TenuredVulture wrote:drsmooth wrote:David Brooks in with his own variation of the "Tea Partiers are basically a hippies/New Left riff" riff
Brooks is big on cultural/political institutions. He seems incapable of imagining an Edward Abbey sort of radicalism, or conservatism (not that Abbey had a particularly lucid worldview, but where motives were concerned, he seemed disinclined to give individuals much more benefit of the doubt than he did institutions - possibly because he himself was so effed up).
In Brooks' eyes, conservatives by definition believe in in the fundamental good of institutions. So, he concludes a) the TPs and the hippies share a radical, and fundamental, anticonservatism and b) both "movements" are doomed to fail, implicitly because they are 'innocent' of the right, & might, of institutional forms.
Just to be clear, I don't agree with Brooks' conception of conservatives as necessarily being reflexive apologists for institutions.
I hate that I find my self in agreement with Brooks on these kinds of things so often. Maybe he's right. Probably somewhere there's a Brooks article where Neo-cons=Trotskyites.
And again, as I noted above, the new left and the tea partiers do share an enormous sense of entitlement, demand instant gratification, seem to reject any argument that is coherent, and neither seem especially attentive to personal hygiene.
By the way, the opposition of Rousseau to all that is decent and civilized is a true fact. Rousseau, and those inspired by him, are a true force of destruction and perhaps evil in the world. Hostility to Rousseau is far more pronounced on the traditional right than the left.
I readily acknowledge the stylistic/organizational/attitudinal similarities between Dirty Hippie Left and Teabagger Right, but the equivalencies can be taken too far.

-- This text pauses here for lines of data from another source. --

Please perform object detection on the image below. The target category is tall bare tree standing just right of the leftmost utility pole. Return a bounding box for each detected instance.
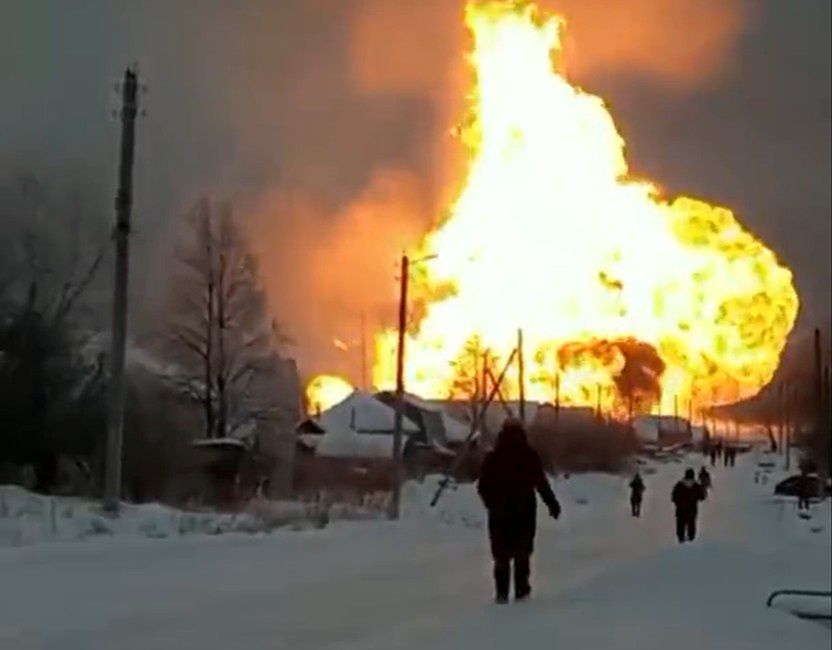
[167,199,285,438]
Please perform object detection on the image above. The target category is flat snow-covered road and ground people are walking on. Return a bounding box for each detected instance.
[0,454,832,650]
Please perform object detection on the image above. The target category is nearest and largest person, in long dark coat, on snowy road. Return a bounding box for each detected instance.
[477,419,560,603]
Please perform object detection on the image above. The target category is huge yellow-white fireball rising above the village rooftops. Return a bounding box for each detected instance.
[374,2,798,411]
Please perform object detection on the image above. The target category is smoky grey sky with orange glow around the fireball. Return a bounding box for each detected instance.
[0,0,830,374]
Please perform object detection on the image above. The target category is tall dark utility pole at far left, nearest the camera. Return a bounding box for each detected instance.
[104,68,138,514]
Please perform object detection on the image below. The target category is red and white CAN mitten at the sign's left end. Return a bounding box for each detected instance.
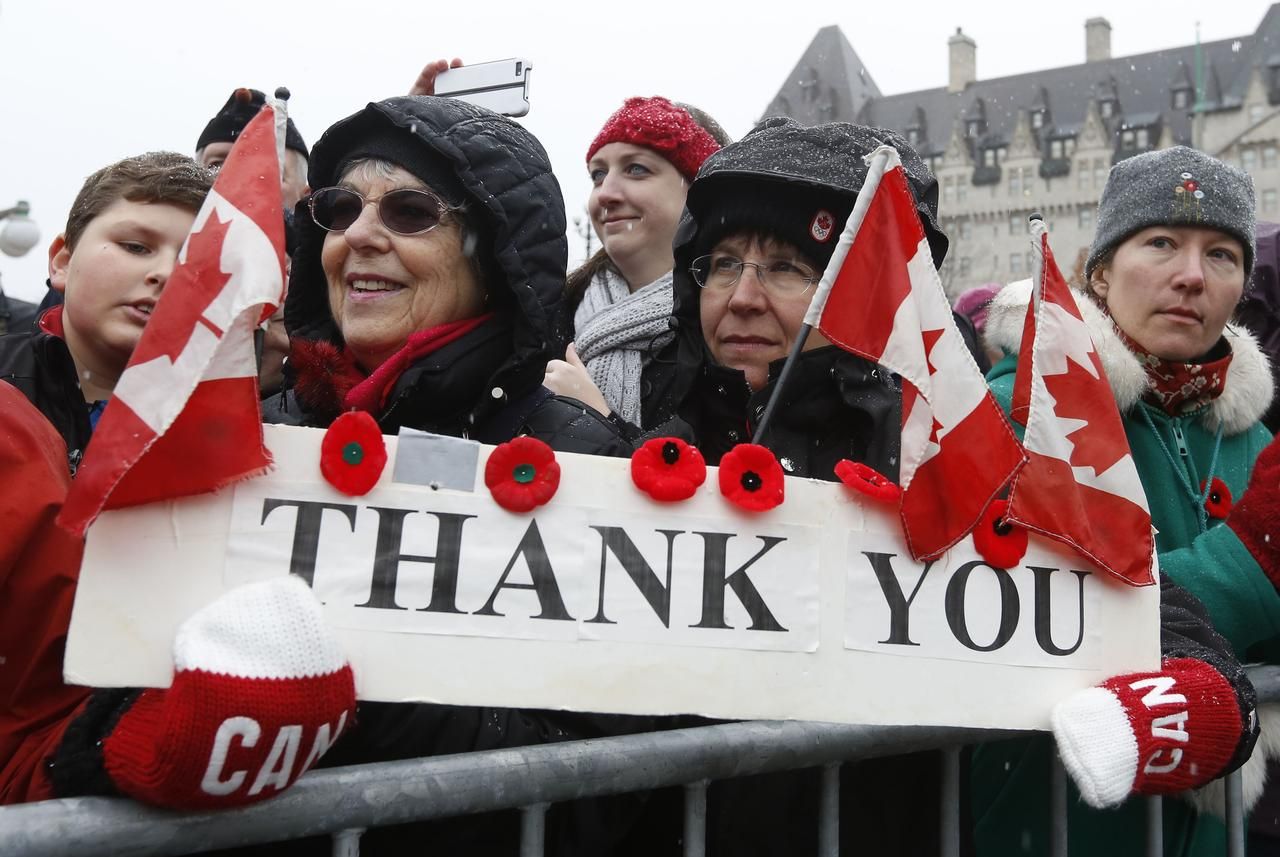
[102,576,356,810]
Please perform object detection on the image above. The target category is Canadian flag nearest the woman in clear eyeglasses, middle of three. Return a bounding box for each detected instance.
[805,146,1027,559]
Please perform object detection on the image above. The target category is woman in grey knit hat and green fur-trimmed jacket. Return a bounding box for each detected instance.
[973,146,1280,856]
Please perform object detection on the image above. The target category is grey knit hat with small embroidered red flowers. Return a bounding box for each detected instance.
[1084,146,1256,283]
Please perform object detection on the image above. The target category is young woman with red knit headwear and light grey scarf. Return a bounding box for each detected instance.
[544,96,730,426]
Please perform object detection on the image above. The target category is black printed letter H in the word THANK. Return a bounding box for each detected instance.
[356,507,475,613]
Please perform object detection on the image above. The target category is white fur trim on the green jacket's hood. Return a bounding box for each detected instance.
[984,280,1275,436]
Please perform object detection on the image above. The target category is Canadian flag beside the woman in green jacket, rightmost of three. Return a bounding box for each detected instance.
[1005,220,1156,586]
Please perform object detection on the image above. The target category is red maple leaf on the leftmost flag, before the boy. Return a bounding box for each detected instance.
[129,208,232,366]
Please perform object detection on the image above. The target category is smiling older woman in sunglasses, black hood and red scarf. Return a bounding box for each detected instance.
[265,96,628,454]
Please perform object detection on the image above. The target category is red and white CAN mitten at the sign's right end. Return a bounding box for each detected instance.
[1052,657,1240,808]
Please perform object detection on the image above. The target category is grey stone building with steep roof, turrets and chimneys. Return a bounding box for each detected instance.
[764,4,1280,295]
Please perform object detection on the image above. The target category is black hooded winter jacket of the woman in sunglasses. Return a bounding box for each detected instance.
[264,97,658,854]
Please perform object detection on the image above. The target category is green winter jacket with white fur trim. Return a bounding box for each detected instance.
[970,280,1280,857]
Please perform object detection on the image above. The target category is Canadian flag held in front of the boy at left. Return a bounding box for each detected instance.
[58,106,284,533]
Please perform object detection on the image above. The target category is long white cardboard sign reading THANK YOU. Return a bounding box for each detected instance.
[65,426,1160,729]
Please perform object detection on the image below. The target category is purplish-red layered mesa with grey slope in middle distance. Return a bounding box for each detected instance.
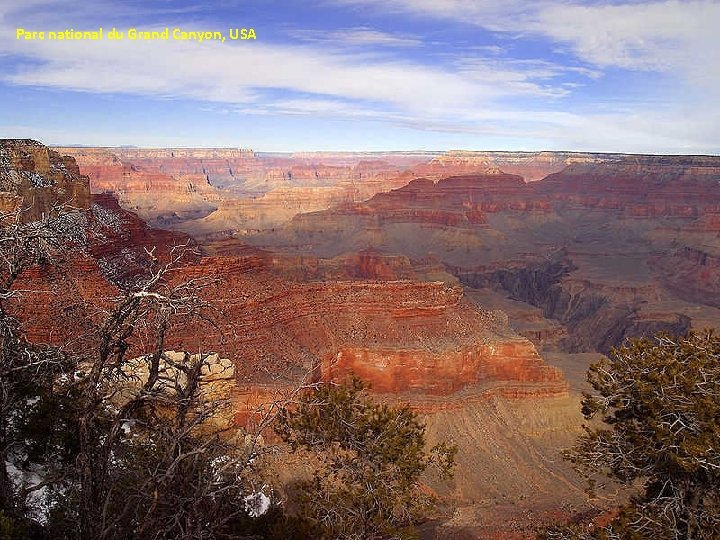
[243,172,555,265]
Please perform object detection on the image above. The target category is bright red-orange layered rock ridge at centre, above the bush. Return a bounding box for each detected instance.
[159,268,566,395]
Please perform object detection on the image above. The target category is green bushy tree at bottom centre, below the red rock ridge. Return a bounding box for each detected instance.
[276,378,456,539]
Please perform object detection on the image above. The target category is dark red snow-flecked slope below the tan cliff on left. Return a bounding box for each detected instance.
[7,191,197,349]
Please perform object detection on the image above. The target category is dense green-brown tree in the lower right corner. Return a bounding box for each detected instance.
[567,331,720,539]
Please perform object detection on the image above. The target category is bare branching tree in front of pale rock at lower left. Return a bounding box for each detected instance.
[29,246,262,538]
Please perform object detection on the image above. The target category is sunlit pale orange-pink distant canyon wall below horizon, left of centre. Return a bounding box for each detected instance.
[59,148,427,237]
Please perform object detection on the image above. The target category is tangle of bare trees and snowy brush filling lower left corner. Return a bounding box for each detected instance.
[0,200,328,539]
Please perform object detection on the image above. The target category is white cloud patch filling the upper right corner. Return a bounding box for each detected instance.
[337,0,720,85]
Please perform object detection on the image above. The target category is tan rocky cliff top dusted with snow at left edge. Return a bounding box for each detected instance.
[0,139,90,220]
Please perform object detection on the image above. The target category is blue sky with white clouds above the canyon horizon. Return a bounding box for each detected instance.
[0,0,720,154]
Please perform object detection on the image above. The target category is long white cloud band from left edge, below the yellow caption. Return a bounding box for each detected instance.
[4,37,480,110]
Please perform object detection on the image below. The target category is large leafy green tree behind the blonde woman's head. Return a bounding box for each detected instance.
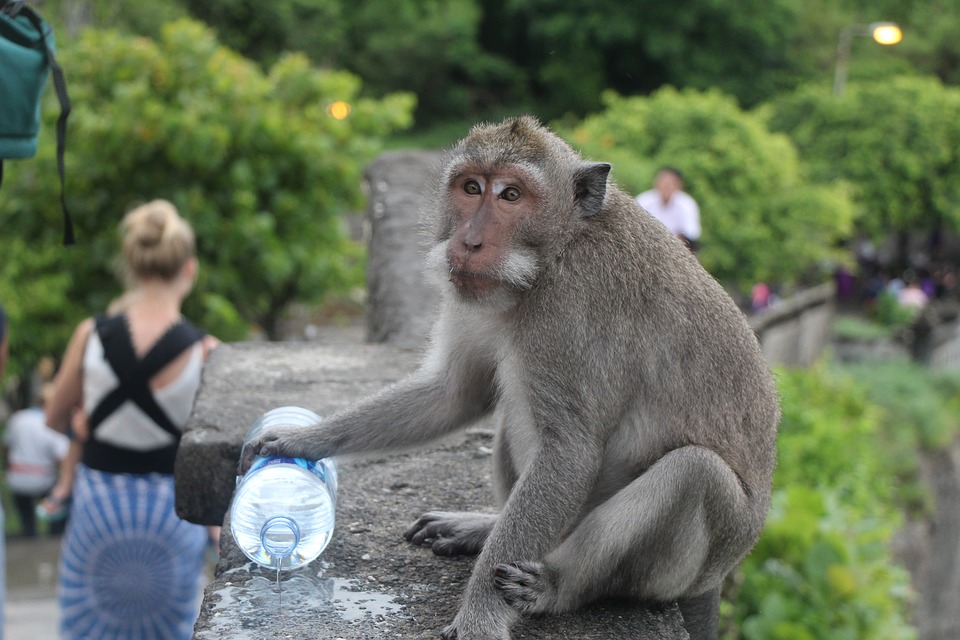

The origin story of the New Left, from Port Huron through the civil rights movement, was essentially affirmational: they called upon the country to live its professed values and think of itself as a community.
Certainly that idealistic spirit waned by the end of the '60s and some truly dark perversions of the original concept emerged--the Manson Family, the Weather Underground, the uglier actions of the Black Panthers. Less dramatic but (I'd argue) also harmful, as well as kind of ironic since the initial goal was full inclusion in a more pluralistic society, was the identity-politics trend on the left that manifested in strength through the '70s and '80s. Do those negatives outweigh the goods that the New Left helped bring--enormous gains in equity, environmental consciousness, even perhaps a partial move away from the ethnocentrism that characterized our foreign policy? I would say no, but of course YMMV.
This is all in pretty stark contrast to the Teabaggers, whose guiding ethos seems to be "fuck you, Jack: I got mine--and rightly so, since I deserve it and you don't." I don't want to reargue the extent to which race or class resentment plays into this, or how much of it is truly grass-roots and how much is stage-managed or at least backed by a chunk of the same Establishment Brooks thinks these folks are railing against, but I do think those are factors.
The self-righteousness of the Raging Right certainly mirrors that of the New Left, but I'd argue they skipped over the virtuous beginning and proceeded right toward the debased middle. We'll see if they reach the gruesome, tragic end of Manson and the bomb-throwers.